I have drawn this image to explain the problem. Consider the below situation:
Information:
We have an ellipse of size $~a~ (X$ axis$)$ and $~b~ (Y$ Axis$)$. We know these values.
Given the angle $~α~$, we know that point $~P~$ is $~(a\cos α, b\sin α)~$. $($we also know the value of $~α)$
Problem:
What I really want to determine is the coordinates of $~P'~$, which is the point where the line $~OA~$ intersects the ellipse. I am not interested in $~P~$. As such, the difficulty I am having is that I want to determine the coordinates of point $~P'~$. $~P'~$'s coordinates will be $~(a\cos(α+β), b\sin(α+β))~$, so the real question becomes: How do I find $~β~$ ?
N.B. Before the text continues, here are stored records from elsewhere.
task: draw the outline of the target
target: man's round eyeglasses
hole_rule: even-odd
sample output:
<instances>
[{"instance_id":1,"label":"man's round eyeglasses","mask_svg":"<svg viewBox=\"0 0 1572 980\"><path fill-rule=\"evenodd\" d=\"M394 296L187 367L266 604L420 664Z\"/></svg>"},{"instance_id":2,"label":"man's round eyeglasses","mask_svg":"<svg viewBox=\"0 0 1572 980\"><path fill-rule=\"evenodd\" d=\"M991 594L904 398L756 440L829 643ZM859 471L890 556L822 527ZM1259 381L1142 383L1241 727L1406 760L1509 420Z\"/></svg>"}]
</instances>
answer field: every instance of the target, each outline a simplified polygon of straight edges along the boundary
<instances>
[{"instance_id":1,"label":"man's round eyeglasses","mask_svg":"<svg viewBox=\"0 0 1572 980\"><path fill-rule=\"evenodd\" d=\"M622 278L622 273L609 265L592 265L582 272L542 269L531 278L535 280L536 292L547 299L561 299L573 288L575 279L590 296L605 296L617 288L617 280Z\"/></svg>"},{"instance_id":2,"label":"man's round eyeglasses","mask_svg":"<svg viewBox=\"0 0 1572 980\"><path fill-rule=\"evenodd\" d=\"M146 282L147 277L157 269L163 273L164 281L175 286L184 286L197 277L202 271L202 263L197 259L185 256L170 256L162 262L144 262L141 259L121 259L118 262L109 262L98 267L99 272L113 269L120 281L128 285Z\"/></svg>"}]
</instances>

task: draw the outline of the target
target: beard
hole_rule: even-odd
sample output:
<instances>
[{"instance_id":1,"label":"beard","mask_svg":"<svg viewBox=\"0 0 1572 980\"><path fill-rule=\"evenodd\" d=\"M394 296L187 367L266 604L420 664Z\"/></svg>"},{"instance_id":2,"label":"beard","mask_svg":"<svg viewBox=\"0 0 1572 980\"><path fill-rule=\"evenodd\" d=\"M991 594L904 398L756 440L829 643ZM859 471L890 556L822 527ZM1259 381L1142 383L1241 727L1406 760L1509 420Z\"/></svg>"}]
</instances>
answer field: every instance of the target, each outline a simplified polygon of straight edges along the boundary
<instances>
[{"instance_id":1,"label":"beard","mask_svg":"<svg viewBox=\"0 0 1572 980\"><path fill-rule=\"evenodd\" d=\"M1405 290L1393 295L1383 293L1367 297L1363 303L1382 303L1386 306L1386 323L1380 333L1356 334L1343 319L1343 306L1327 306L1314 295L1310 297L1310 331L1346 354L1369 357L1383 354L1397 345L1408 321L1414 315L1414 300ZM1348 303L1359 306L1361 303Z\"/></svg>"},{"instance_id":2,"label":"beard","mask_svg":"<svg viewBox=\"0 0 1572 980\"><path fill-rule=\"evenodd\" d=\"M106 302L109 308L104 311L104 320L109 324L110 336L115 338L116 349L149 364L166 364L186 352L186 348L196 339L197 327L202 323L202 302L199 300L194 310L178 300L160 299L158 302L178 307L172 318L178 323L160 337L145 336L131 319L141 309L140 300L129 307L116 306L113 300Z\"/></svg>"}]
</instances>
Thanks a lot for the help, it really sucks not remembering high school geometry.
Kind regards
The equation of the ellipse is $\quad\left(\frac{x}{a}\right)^2+\left(\frac{y}{b}\right)^2=1$
Let $\rho=|OP'|=\sqrt{x^2+y^2} \quad\begin{cases} x=\rho\cos(\alpha) \\ y=\rho\sin(\alpha) \end{cases}$
$\left(\frac{\rho\cos(\alpha)}{a}\right)^2+\left(\frac{\rho\sin(\alpha)}{b}\right)^2=1$
$|OP'|=\rho=\frac{1}{\sqrt{\left(\frac{\cos(\alpha)}{a}\right)^2+\left(\frac{\sin(\alpha)}{b}\right)^2}}=\frac{ab}{\sqrt{b^2\cos^2(\alpha)+a^2\sin^2(\alpha)}}$
The coordinates of point $P'$ are : $\begin{cases} x=\frac{ab\cos(\alpha)}{\sqrt{b^2\cos^2(\alpha)+a^2\sin^2(\alpha)}} \\ y=\frac{ab\sin(\alpha)}{\sqrt{b^2\cos^2(\alpha)+a^2\sin^2(\alpha)}} \end{cases}$
The abscisses of points $A'$ and $P'$ are the same : $$a\cos(\alpha+\beta)=\frac{ab\cos(\alpha)}{\sqrt{b^2\cos^2(\alpha)+a^2\sin^2(\alpha)}}$$ from which $\beta$ is derived : $$\beta = -\alpha+\cos^{-1}\left(\frac{b\cos(\alpha)}{\sqrt{b^2\cos^2(\alpha)+a^2\sin^2(\alpha)}} \right)$$ Or, on an equivalent form : $$\beta = -\alpha+\cos^{-1}\left(\frac{1}{\sqrt{1+\frac{a^2}{b^2}\tan^2(\alpha)}} \right)$$